E se non ci si basta a vicenda, se essere "solo" in due porta noia o assenza di eccitazione e piacere a me pare triste, ma proprio triste e non capisco perché si debba rinunciare di essere in una coppia di persone che si amano e accettare di essere tristi complici alla ricerca di stimoli esterni.
Forse si è intuito che questa situazione mi pare tristissima?


----------



## Micia (18 Agosto 2010)

contepinceton ha detto:


> Eh mai sai com'è no?
> Quante donne ragionano così?
> Dato che mi ama, di sicuro, avrà la mia stessa sensibilità e gusti, di sicuro farà tutto quello che voglio e come lo voglio.
> La rigidità in amore è deleteria, quanto la paura.
> ...



Farfalla, Conte..ora pero' io non voglio insistere sul tema perchè credo di avere già dato. mi corre l'obbligo pero' di ricordare, tanto per dare un senso o una forma a questo discorso che la stessa Chiara,l'autrice,  , ha esplicitamente scritto  al gioco c'è stata per un paio di motivi che andrebbero a bilanciare la sua condotta che lei stessa chiama "libertina" con altri uomini.condotta  di cui il marito è all'oscuro.

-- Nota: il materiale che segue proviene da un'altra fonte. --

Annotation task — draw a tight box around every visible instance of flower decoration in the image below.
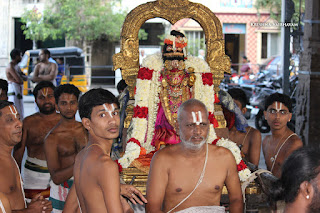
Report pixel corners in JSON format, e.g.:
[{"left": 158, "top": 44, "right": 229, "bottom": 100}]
[
  {"left": 202, "top": 73, "right": 213, "bottom": 86},
  {"left": 212, "top": 138, "right": 252, "bottom": 182},
  {"left": 119, "top": 54, "right": 218, "bottom": 170},
  {"left": 133, "top": 106, "right": 148, "bottom": 119},
  {"left": 208, "top": 112, "right": 219, "bottom": 128},
  {"left": 137, "top": 67, "right": 154, "bottom": 80}
]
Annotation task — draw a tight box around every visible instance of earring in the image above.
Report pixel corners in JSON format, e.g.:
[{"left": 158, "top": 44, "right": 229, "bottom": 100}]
[{"left": 307, "top": 195, "right": 310, "bottom": 199}]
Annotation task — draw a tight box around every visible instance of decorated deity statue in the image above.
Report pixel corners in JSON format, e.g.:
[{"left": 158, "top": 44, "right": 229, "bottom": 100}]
[
  {"left": 118, "top": 31, "right": 216, "bottom": 166},
  {"left": 117, "top": 30, "right": 251, "bottom": 182}
]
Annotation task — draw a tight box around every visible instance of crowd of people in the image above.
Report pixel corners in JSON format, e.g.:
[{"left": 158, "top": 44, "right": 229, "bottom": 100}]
[{"left": 0, "top": 30, "right": 316, "bottom": 213}]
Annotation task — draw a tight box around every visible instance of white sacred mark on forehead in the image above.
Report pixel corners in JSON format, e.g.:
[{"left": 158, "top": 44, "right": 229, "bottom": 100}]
[
  {"left": 9, "top": 105, "right": 18, "bottom": 119},
  {"left": 103, "top": 103, "right": 115, "bottom": 118},
  {"left": 275, "top": 101, "right": 283, "bottom": 113},
  {"left": 41, "top": 88, "right": 48, "bottom": 97},
  {"left": 191, "top": 111, "right": 202, "bottom": 125}
]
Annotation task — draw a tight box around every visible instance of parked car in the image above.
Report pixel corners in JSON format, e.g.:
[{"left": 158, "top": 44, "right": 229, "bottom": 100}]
[{"left": 19, "top": 47, "right": 88, "bottom": 94}]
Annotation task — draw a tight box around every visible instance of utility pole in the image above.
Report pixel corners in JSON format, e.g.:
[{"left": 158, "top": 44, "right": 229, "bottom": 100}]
[{"left": 281, "top": 0, "right": 294, "bottom": 95}]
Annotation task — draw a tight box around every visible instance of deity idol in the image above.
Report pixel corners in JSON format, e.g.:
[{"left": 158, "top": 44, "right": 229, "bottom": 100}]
[{"left": 118, "top": 30, "right": 219, "bottom": 169}]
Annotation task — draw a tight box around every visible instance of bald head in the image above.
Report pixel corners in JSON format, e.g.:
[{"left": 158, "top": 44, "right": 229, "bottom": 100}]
[{"left": 177, "top": 99, "right": 208, "bottom": 123}]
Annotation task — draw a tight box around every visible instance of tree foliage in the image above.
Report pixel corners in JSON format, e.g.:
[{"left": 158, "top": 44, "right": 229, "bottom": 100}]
[
  {"left": 21, "top": 0, "right": 148, "bottom": 44},
  {"left": 21, "top": 6, "right": 61, "bottom": 42},
  {"left": 255, "top": 0, "right": 304, "bottom": 25}
]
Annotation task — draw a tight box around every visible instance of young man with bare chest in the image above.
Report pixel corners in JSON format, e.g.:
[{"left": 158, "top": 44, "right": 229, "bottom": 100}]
[
  {"left": 0, "top": 100, "right": 52, "bottom": 212},
  {"left": 73, "top": 88, "right": 135, "bottom": 212},
  {"left": 146, "top": 99, "right": 243, "bottom": 213},
  {"left": 13, "top": 81, "right": 61, "bottom": 200},
  {"left": 228, "top": 88, "right": 261, "bottom": 166},
  {"left": 262, "top": 93, "right": 303, "bottom": 178},
  {"left": 32, "top": 49, "right": 58, "bottom": 86},
  {"left": 44, "top": 84, "right": 87, "bottom": 212},
  {"left": 5, "top": 49, "right": 27, "bottom": 119}
]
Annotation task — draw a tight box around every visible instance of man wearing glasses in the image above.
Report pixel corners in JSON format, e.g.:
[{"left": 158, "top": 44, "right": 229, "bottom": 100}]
[{"left": 262, "top": 93, "right": 303, "bottom": 178}]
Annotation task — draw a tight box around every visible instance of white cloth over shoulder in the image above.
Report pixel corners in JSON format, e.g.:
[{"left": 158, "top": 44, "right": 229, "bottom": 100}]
[
  {"left": 175, "top": 206, "right": 225, "bottom": 213},
  {"left": 8, "top": 81, "right": 24, "bottom": 119},
  {"left": 0, "top": 199, "right": 6, "bottom": 213}
]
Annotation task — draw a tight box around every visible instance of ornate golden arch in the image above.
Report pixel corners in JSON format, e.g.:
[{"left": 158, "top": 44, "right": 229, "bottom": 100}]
[{"left": 113, "top": 0, "right": 230, "bottom": 128}]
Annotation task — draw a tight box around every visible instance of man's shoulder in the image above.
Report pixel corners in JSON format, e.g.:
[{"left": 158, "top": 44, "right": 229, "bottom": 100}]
[
  {"left": 287, "top": 133, "right": 303, "bottom": 148},
  {"left": 209, "top": 144, "right": 233, "bottom": 156},
  {"left": 23, "top": 113, "right": 41, "bottom": 124}
]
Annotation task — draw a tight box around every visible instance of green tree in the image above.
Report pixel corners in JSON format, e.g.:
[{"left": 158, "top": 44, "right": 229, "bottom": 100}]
[
  {"left": 21, "top": 0, "right": 147, "bottom": 47},
  {"left": 21, "top": 6, "right": 61, "bottom": 49},
  {"left": 255, "top": 0, "right": 304, "bottom": 27}
]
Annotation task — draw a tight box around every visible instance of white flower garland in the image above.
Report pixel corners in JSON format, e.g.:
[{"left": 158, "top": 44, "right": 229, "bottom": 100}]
[
  {"left": 215, "top": 138, "right": 252, "bottom": 182},
  {"left": 120, "top": 54, "right": 217, "bottom": 169}
]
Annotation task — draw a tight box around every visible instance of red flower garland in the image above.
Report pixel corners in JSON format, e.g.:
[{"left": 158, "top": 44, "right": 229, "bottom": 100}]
[
  {"left": 128, "top": 138, "right": 142, "bottom": 147},
  {"left": 237, "top": 160, "right": 248, "bottom": 171},
  {"left": 208, "top": 112, "right": 219, "bottom": 128},
  {"left": 214, "top": 93, "right": 220, "bottom": 103},
  {"left": 211, "top": 138, "right": 220, "bottom": 145},
  {"left": 115, "top": 160, "right": 123, "bottom": 173},
  {"left": 127, "top": 138, "right": 147, "bottom": 155},
  {"left": 133, "top": 106, "right": 148, "bottom": 119},
  {"left": 137, "top": 67, "right": 154, "bottom": 80},
  {"left": 201, "top": 73, "right": 213, "bottom": 86}
]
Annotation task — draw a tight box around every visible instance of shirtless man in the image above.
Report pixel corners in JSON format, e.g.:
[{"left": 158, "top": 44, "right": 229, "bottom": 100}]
[
  {"left": 0, "top": 100, "right": 52, "bottom": 212},
  {"left": 72, "top": 88, "right": 138, "bottom": 212},
  {"left": 262, "top": 93, "right": 303, "bottom": 178},
  {"left": 32, "top": 49, "right": 58, "bottom": 86},
  {"left": 44, "top": 84, "right": 87, "bottom": 212},
  {"left": 228, "top": 88, "right": 261, "bottom": 166},
  {"left": 6, "top": 49, "right": 27, "bottom": 119},
  {"left": 146, "top": 99, "right": 243, "bottom": 213},
  {"left": 0, "top": 79, "right": 8, "bottom": 101},
  {"left": 13, "top": 81, "right": 61, "bottom": 200}
]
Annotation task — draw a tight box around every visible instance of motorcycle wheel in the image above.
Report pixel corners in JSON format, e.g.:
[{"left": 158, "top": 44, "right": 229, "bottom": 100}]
[{"left": 255, "top": 110, "right": 271, "bottom": 133}]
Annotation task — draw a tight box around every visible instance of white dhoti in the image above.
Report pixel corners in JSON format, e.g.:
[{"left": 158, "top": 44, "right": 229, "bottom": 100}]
[
  {"left": 22, "top": 156, "right": 51, "bottom": 200},
  {"left": 175, "top": 206, "right": 225, "bottom": 213},
  {"left": 8, "top": 82, "right": 24, "bottom": 119},
  {"left": 49, "top": 177, "right": 74, "bottom": 213}
]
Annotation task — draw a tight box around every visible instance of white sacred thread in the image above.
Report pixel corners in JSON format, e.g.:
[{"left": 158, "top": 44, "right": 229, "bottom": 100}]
[
  {"left": 103, "top": 104, "right": 115, "bottom": 118},
  {"left": 167, "top": 142, "right": 208, "bottom": 213},
  {"left": 41, "top": 88, "right": 48, "bottom": 97},
  {"left": 191, "top": 111, "right": 202, "bottom": 125},
  {"left": 9, "top": 105, "right": 18, "bottom": 119}
]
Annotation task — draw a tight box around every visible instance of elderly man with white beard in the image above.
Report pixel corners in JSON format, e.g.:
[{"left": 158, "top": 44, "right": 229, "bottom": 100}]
[{"left": 146, "top": 99, "right": 243, "bottom": 213}]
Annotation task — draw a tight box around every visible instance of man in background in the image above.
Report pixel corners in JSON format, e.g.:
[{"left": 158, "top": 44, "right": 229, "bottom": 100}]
[
  {"left": 262, "top": 93, "right": 303, "bottom": 178},
  {"left": 13, "top": 81, "right": 61, "bottom": 200},
  {"left": 32, "top": 49, "right": 58, "bottom": 86},
  {"left": 228, "top": 88, "right": 261, "bottom": 166},
  {"left": 0, "top": 79, "right": 8, "bottom": 101},
  {"left": 6, "top": 49, "right": 27, "bottom": 119},
  {"left": 44, "top": 84, "right": 87, "bottom": 212}
]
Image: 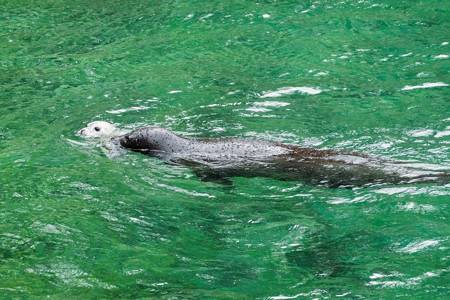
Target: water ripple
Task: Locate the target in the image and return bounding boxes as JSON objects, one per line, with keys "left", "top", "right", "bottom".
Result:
{"left": 394, "top": 239, "right": 442, "bottom": 254}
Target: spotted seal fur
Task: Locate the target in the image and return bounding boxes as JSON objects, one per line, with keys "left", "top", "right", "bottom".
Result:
{"left": 77, "top": 121, "right": 449, "bottom": 188}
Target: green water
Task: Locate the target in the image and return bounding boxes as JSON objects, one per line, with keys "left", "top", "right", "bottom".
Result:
{"left": 1, "top": 0, "right": 449, "bottom": 298}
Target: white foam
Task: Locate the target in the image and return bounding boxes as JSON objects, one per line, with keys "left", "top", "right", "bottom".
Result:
{"left": 270, "top": 290, "right": 324, "bottom": 299}
{"left": 199, "top": 13, "right": 213, "bottom": 21}
{"left": 252, "top": 101, "right": 290, "bottom": 107}
{"left": 395, "top": 240, "right": 440, "bottom": 253}
{"left": 407, "top": 129, "right": 434, "bottom": 137}
{"left": 314, "top": 71, "right": 329, "bottom": 76}
{"left": 260, "top": 87, "right": 322, "bottom": 98}
{"left": 401, "top": 82, "right": 448, "bottom": 91}
{"left": 106, "top": 106, "right": 150, "bottom": 114}
{"left": 416, "top": 71, "right": 433, "bottom": 78}
{"left": 397, "top": 202, "right": 436, "bottom": 213}
{"left": 374, "top": 187, "right": 415, "bottom": 195}
{"left": 435, "top": 130, "right": 450, "bottom": 138}
{"left": 184, "top": 14, "right": 194, "bottom": 20}
{"left": 246, "top": 107, "right": 271, "bottom": 112}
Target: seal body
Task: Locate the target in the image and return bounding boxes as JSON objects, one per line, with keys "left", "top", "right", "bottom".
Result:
{"left": 109, "top": 127, "right": 448, "bottom": 188}
{"left": 77, "top": 122, "right": 449, "bottom": 188}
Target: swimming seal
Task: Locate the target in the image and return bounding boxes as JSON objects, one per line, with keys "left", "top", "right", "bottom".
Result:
{"left": 77, "top": 121, "right": 449, "bottom": 188}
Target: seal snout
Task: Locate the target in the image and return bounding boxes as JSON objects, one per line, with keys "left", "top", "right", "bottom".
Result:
{"left": 76, "top": 128, "right": 86, "bottom": 137}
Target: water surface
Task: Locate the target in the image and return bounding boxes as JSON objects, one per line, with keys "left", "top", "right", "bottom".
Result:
{"left": 1, "top": 0, "right": 449, "bottom": 298}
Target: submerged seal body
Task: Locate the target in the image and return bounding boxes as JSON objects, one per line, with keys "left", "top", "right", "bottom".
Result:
{"left": 78, "top": 121, "right": 449, "bottom": 188}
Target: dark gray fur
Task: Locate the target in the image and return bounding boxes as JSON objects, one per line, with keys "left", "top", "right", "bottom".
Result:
{"left": 111, "top": 127, "right": 449, "bottom": 188}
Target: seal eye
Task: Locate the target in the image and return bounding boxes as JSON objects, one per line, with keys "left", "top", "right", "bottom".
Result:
{"left": 94, "top": 127, "right": 100, "bottom": 132}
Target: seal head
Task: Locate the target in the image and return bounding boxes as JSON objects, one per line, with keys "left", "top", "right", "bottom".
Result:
{"left": 77, "top": 121, "right": 117, "bottom": 139}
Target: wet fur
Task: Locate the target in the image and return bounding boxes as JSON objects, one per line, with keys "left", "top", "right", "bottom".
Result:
{"left": 110, "top": 127, "right": 449, "bottom": 188}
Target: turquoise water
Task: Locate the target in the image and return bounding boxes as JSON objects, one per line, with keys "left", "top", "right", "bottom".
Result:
{"left": 1, "top": 0, "right": 449, "bottom": 298}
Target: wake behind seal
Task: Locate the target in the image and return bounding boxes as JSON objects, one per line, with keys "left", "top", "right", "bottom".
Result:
{"left": 77, "top": 121, "right": 450, "bottom": 188}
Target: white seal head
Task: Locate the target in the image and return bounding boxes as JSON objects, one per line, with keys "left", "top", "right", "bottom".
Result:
{"left": 77, "top": 121, "right": 117, "bottom": 139}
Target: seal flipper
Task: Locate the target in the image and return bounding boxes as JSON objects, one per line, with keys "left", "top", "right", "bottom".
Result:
{"left": 199, "top": 174, "right": 234, "bottom": 185}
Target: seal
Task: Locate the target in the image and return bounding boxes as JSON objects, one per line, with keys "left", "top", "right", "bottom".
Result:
{"left": 77, "top": 121, "right": 449, "bottom": 188}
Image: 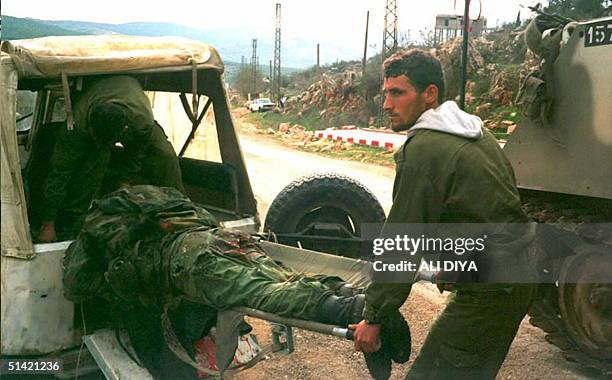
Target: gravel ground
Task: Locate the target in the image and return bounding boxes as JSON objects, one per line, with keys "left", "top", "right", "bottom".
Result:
{"left": 231, "top": 284, "right": 593, "bottom": 380}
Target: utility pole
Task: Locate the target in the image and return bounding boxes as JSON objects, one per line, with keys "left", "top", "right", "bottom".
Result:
{"left": 379, "top": 0, "right": 398, "bottom": 127}
{"left": 269, "top": 59, "right": 273, "bottom": 85}
{"left": 316, "top": 43, "right": 320, "bottom": 69}
{"left": 459, "top": 0, "right": 470, "bottom": 110}
{"left": 272, "top": 3, "right": 282, "bottom": 101}
{"left": 382, "top": 0, "right": 398, "bottom": 60}
{"left": 362, "top": 10, "right": 370, "bottom": 78}
{"left": 251, "top": 38, "right": 257, "bottom": 96}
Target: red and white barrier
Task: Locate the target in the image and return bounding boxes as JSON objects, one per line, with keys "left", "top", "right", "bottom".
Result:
{"left": 313, "top": 127, "right": 506, "bottom": 150}
{"left": 315, "top": 127, "right": 407, "bottom": 150}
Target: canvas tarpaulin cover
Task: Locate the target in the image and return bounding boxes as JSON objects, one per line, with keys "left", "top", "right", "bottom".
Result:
{"left": 0, "top": 35, "right": 224, "bottom": 79}
{"left": 1, "top": 53, "right": 34, "bottom": 259}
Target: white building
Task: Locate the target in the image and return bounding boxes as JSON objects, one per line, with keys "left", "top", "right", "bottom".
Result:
{"left": 434, "top": 14, "right": 488, "bottom": 44}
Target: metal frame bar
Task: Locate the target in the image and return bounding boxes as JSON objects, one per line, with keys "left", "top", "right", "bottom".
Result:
{"left": 178, "top": 95, "right": 213, "bottom": 157}
{"left": 233, "top": 307, "right": 354, "bottom": 340}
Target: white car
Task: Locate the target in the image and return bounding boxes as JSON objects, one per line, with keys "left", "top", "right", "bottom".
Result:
{"left": 248, "top": 98, "right": 275, "bottom": 112}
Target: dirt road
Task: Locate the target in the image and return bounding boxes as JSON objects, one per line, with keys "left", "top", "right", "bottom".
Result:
{"left": 239, "top": 133, "right": 395, "bottom": 219}
{"left": 232, "top": 110, "right": 593, "bottom": 380}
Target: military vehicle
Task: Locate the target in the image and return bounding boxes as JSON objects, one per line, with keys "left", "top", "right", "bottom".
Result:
{"left": 507, "top": 11, "right": 612, "bottom": 374}
{"left": 0, "top": 35, "right": 385, "bottom": 377}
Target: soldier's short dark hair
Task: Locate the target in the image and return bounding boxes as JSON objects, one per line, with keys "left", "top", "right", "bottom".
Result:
{"left": 383, "top": 49, "right": 445, "bottom": 104}
{"left": 89, "top": 103, "right": 126, "bottom": 144}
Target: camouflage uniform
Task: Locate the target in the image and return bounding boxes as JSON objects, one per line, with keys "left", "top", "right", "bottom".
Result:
{"left": 363, "top": 129, "right": 535, "bottom": 379}
{"left": 38, "top": 76, "right": 184, "bottom": 233}
{"left": 168, "top": 228, "right": 337, "bottom": 319}
{"left": 63, "top": 185, "right": 337, "bottom": 323}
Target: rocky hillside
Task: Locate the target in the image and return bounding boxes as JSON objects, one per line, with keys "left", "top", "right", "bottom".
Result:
{"left": 272, "top": 25, "right": 539, "bottom": 136}
{"left": 283, "top": 64, "right": 371, "bottom": 128}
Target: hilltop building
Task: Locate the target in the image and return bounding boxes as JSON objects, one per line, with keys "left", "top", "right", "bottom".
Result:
{"left": 434, "top": 14, "right": 488, "bottom": 44}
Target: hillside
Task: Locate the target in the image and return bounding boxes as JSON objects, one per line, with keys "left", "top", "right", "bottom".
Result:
{"left": 252, "top": 25, "right": 535, "bottom": 137}
{"left": 1, "top": 15, "right": 302, "bottom": 84}
{"left": 2, "top": 16, "right": 323, "bottom": 69}
{"left": 41, "top": 19, "right": 312, "bottom": 70}
{"left": 1, "top": 15, "right": 86, "bottom": 39}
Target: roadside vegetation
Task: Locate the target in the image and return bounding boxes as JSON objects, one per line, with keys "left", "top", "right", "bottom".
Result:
{"left": 232, "top": 0, "right": 610, "bottom": 139}
{"left": 231, "top": 0, "right": 610, "bottom": 166}
{"left": 240, "top": 110, "right": 395, "bottom": 167}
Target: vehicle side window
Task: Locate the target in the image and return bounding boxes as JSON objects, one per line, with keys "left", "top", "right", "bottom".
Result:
{"left": 16, "top": 90, "right": 36, "bottom": 133}
{"left": 50, "top": 97, "right": 67, "bottom": 122}
{"left": 147, "top": 92, "right": 222, "bottom": 163}
{"left": 16, "top": 91, "right": 36, "bottom": 169}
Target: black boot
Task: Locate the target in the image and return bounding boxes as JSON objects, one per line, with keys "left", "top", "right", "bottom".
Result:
{"left": 317, "top": 294, "right": 365, "bottom": 326}
{"left": 362, "top": 312, "right": 411, "bottom": 380}
{"left": 363, "top": 350, "right": 392, "bottom": 380}
{"left": 380, "top": 310, "right": 411, "bottom": 363}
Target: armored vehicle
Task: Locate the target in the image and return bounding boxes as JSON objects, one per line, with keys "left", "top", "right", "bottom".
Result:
{"left": 507, "top": 13, "right": 612, "bottom": 374}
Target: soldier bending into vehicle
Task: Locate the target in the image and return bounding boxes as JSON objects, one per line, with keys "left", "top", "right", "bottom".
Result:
{"left": 33, "top": 75, "right": 184, "bottom": 243}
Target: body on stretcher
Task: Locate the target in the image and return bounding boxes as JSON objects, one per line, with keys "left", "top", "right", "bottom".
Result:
{"left": 84, "top": 241, "right": 430, "bottom": 379}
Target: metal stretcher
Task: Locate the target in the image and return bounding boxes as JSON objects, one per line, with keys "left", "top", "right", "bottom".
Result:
{"left": 83, "top": 241, "right": 426, "bottom": 379}
{"left": 84, "top": 241, "right": 433, "bottom": 380}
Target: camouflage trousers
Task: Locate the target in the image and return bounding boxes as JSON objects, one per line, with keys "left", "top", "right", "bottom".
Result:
{"left": 168, "top": 228, "right": 336, "bottom": 321}
{"left": 405, "top": 284, "right": 535, "bottom": 380}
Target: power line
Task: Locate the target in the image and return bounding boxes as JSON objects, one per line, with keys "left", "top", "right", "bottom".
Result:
{"left": 459, "top": 0, "right": 471, "bottom": 110}
{"left": 362, "top": 10, "right": 370, "bottom": 78}
{"left": 382, "top": 0, "right": 398, "bottom": 60}
{"left": 251, "top": 38, "right": 258, "bottom": 95}
{"left": 379, "top": 0, "right": 398, "bottom": 128}
{"left": 272, "top": 3, "right": 282, "bottom": 101}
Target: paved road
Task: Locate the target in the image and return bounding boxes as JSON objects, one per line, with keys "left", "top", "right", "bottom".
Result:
{"left": 239, "top": 134, "right": 396, "bottom": 221}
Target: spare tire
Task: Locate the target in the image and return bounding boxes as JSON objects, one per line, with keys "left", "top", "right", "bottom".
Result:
{"left": 264, "top": 173, "right": 386, "bottom": 238}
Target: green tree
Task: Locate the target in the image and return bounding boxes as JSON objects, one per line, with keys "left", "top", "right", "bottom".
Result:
{"left": 360, "top": 54, "right": 383, "bottom": 101}
{"left": 233, "top": 65, "right": 267, "bottom": 98}
{"left": 280, "top": 74, "right": 291, "bottom": 88}
{"left": 544, "top": 0, "right": 610, "bottom": 20}
{"left": 415, "top": 27, "right": 438, "bottom": 48}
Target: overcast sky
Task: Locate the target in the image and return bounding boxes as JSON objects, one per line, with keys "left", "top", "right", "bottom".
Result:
{"left": 3, "top": 0, "right": 546, "bottom": 64}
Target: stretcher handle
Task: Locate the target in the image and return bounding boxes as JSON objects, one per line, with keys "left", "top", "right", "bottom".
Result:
{"left": 345, "top": 328, "right": 355, "bottom": 340}
{"left": 233, "top": 307, "right": 356, "bottom": 340}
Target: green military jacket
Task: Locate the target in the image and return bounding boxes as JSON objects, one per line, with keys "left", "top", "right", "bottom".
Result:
{"left": 363, "top": 128, "right": 528, "bottom": 323}
{"left": 41, "top": 76, "right": 156, "bottom": 221}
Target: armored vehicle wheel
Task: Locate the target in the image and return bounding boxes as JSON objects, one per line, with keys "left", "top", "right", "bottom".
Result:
{"left": 264, "top": 173, "right": 385, "bottom": 242}
{"left": 529, "top": 250, "right": 612, "bottom": 375}
{"left": 558, "top": 250, "right": 612, "bottom": 361}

e ho detto quello che dovevo.

ora porto a spasso il coccondrillo.


----------



## Micia (18 Agosto 2010)

Semmai la domanda potrebbe essere questa: la stessa Chiara, con la stessa disinvoltura, riuscirebbe ad entrare in un privè con quel tipo ( il narciso stronsolo che non se la fila come lei vorebbbe ) di cui si è cotta?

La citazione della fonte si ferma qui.